Y Leví, sacerdote del Templo, fiel y exacto cumplidor de la Ley, que piensa que su vecino, el publicano, es un réprobo porque ha pecado y sigue inmerso en la vida de pecado; que María, esa joven prostituta, o Rubén, el homosexual, son escoria que no merecen perdón, porque atentan contra la moral de forma permanente y viven encenegados en el vicio, ignorando, porque quiere ignorarlas, aquellas palabras de Jesús ante la mujer adúltera “el que esté libre de pecado que tire la primera piedra”.
Y Nicodemo y Rebeca, casados, que llevan viviendo un montón de años juntos, sin amor entre ellos, porque su matrimonio es indisoluble puesto que así está establecido y lo dice la Ley, que acuden asiduamente al Templo y a la Sinagoga y echan su óbolo, de gruesa cuantía, en la bandeja de las limosnas, pero que no se hablan desde hace tiempo con su hija Sara porque vive con un hombre divorciado, o porque fue madre soltera, o es drogadicta.
Y Neftalí, peón asalariado, que considera que solo los obreros tienen razón en sus demandas; que deben ser defendidos a ultranza los derechos sociales de los trabajadores, sin tener en cuenta la situación económica de las empresas que crean y mantienen los puestos de trabajo.
Y Esaú, político muy decente y respetuoso, pero que defiende la aplicación de la Ley del Talión, del “Ojo por Ojo” y de la pena de muerte porque en su ánimo no cabe el perdón y la misericordia. “El que la hace, la paga, y si es un terrorista con mayor razón todavía”.
Y Jacob, ciudadano, que vive cómodamente, y no quiere saber nada de los demás, de sus dolencias, amarguras, guerras y sufrimientos, porque “No son de los míos”.
Todos ellos comparten un mismo criterio: Las palabras de Jesús, “Amarás a tu prójimo” son expresiones propias de un anarquista, de un subversivo.

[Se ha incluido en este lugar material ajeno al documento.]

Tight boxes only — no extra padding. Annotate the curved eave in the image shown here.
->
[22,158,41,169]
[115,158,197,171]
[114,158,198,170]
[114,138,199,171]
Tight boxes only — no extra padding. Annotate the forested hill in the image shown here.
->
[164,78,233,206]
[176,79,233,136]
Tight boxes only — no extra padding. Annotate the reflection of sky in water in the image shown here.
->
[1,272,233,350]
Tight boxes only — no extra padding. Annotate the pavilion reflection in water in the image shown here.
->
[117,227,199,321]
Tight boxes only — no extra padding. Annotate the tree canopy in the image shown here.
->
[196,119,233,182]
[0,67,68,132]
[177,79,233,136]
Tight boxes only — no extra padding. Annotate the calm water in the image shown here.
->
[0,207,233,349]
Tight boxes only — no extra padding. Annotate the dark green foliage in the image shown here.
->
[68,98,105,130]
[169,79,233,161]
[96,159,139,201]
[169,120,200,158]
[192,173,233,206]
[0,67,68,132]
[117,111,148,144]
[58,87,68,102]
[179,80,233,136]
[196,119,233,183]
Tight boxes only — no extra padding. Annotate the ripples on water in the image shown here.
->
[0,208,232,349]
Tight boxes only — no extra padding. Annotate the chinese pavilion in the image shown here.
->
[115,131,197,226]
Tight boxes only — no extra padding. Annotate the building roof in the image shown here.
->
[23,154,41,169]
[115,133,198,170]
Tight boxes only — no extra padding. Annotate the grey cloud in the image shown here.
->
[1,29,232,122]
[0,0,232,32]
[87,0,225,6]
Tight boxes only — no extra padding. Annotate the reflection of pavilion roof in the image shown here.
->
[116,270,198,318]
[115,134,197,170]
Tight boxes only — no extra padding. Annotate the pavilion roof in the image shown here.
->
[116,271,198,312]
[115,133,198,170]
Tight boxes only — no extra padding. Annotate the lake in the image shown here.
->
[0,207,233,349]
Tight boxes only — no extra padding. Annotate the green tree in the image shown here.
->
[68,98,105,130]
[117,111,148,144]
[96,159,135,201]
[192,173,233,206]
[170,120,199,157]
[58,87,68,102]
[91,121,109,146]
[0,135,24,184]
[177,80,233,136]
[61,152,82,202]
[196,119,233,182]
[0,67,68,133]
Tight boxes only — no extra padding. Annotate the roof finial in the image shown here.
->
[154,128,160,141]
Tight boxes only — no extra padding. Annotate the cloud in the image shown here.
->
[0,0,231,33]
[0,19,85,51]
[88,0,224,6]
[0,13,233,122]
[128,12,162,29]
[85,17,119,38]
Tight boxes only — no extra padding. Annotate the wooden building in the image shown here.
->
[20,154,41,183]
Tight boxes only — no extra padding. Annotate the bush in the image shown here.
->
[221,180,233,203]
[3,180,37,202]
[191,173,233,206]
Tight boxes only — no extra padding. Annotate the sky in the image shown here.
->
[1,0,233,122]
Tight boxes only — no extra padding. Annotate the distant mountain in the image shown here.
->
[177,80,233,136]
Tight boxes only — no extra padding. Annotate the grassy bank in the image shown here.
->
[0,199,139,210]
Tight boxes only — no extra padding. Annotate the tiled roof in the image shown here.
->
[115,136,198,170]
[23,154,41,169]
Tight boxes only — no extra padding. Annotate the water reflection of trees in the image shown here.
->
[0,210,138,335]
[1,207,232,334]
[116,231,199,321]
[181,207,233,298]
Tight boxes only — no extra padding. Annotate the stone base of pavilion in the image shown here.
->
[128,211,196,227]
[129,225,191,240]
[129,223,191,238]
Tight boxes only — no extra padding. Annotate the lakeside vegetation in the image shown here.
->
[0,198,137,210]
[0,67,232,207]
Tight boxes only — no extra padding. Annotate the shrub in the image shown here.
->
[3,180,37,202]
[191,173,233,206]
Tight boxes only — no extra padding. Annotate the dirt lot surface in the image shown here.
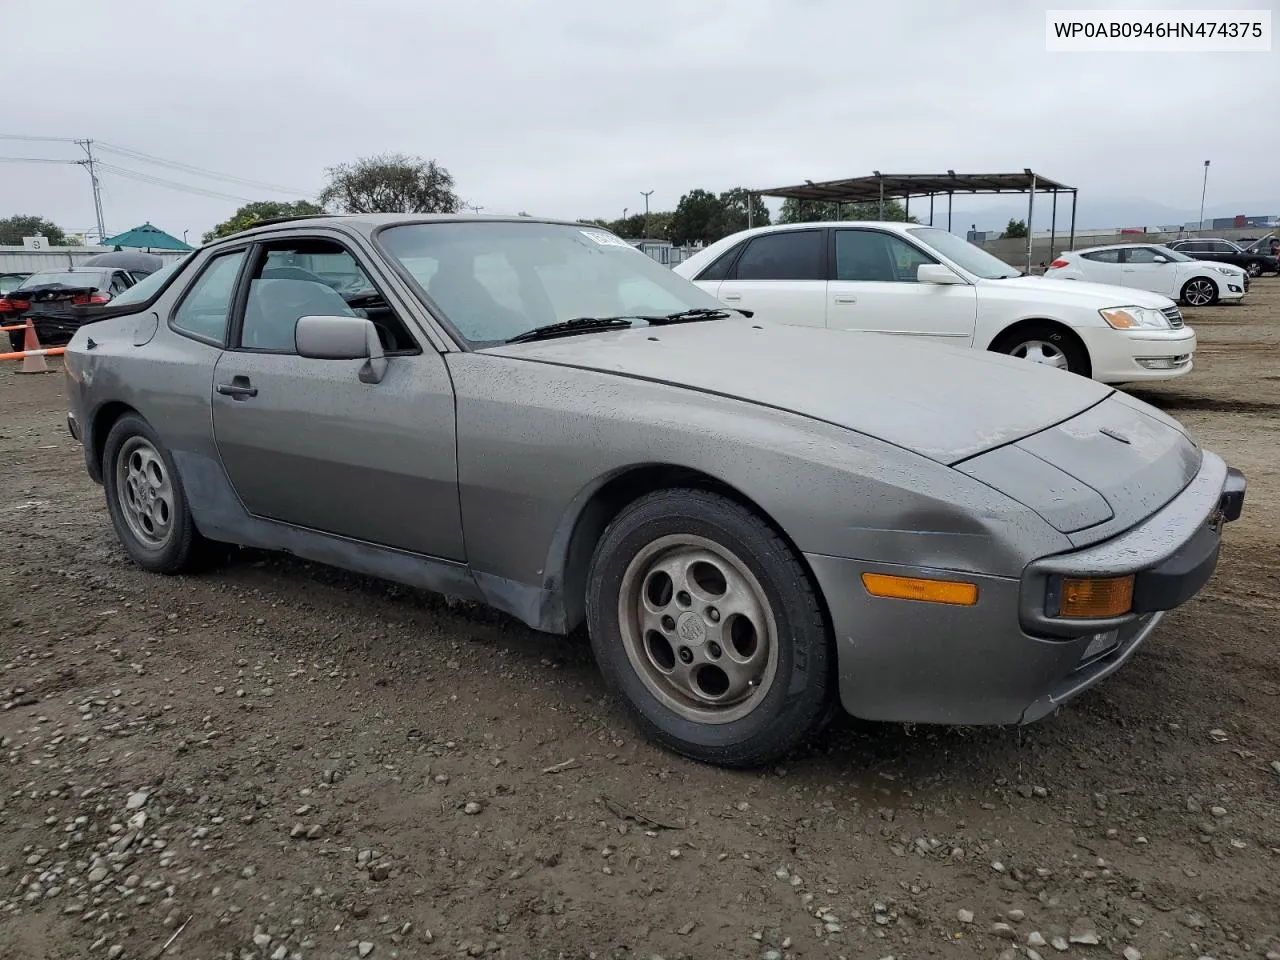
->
[2,283,1278,960]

A Jesús hay que eliminarlo en beneficio de la sociedad y del orden constituido en nuestro mundo,... y por eso, ante la pregunta de Pilatos, contestan todos al unísono: “Reo es de Muerte”; “Crucifícale”.

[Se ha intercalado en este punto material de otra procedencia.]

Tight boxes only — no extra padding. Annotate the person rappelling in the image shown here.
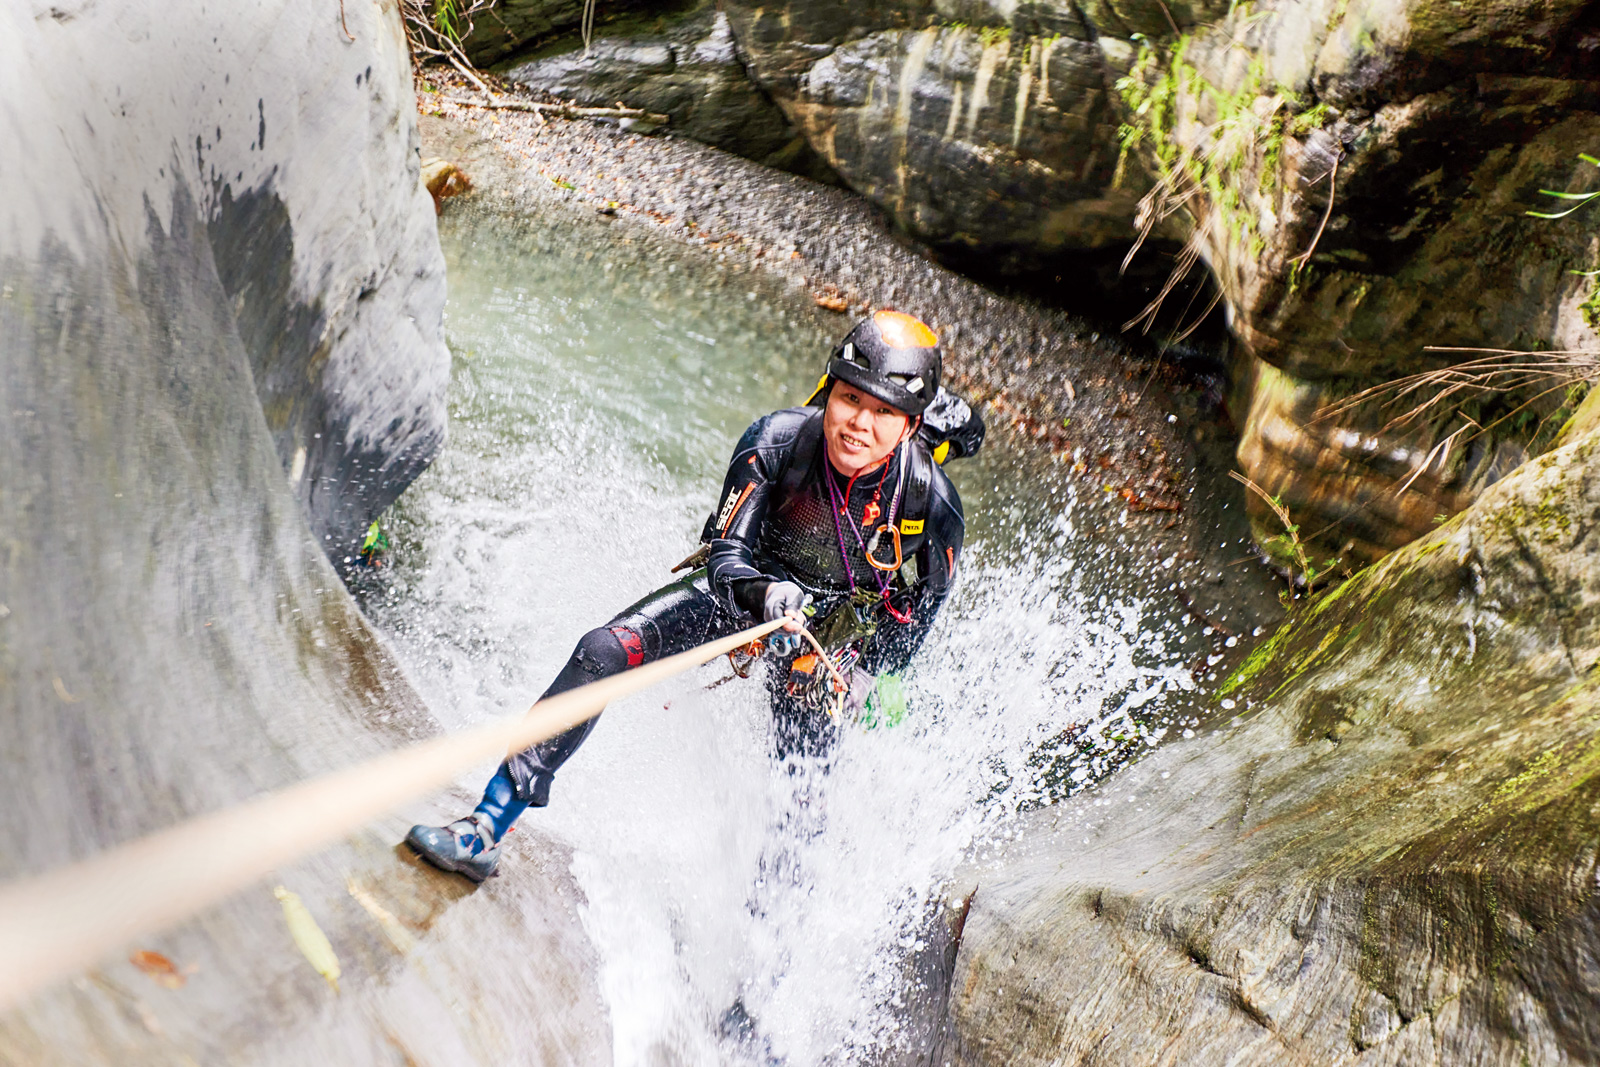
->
[407,310,983,882]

Esto ocurrió hace dos mil años, pero hoy, Anás, Caifás, Simeón, Leví, Nicodemo, Rebeca, Eftalí, Jacob y Esaú se sientan en los bancos de nuestras iglesias juntamente con Luis, Carlos, Pilar, Antonio, Lorenzo, Julián, Tú y Yo, y otros que nos decimos cristianos, pero que mantenemos criterios, opiniones y actitudes similares a las de ellos, frente al mundo y a la vida, aunque las disfracemos de sistemas de convivencia social, moralidad, o principios políticos en defensa del orden y la seguridad.
Hoy, en nuestro tiempo, NOSOTROS, los que nos decimos “católicos practicantes, discípulos de Jesús de Nazaret”, con nuestra falta de amor al prójimo, nuestra falsa religiosidad plagada de ritualismos, nuestro egoísmo, y nuestras posiciones dogmáticas y morales intransigentes, cuando ante el Pretorio de la vida diaria tenemos que dar una respuesta a los Césares de este mundo que nos preguntan que queremos hacer con Jesús, con su vida, con su ejemplo y con su anuncio de la Buena Nueva de la presencia del Reino de Dios entre los hombres, también lanzamos el grito “Crucifícale”;
“Crucifícale”, y seguimos pidiendo que Jesús vaya a la cruz... SEGUIMOS MATANDO A CRISTO.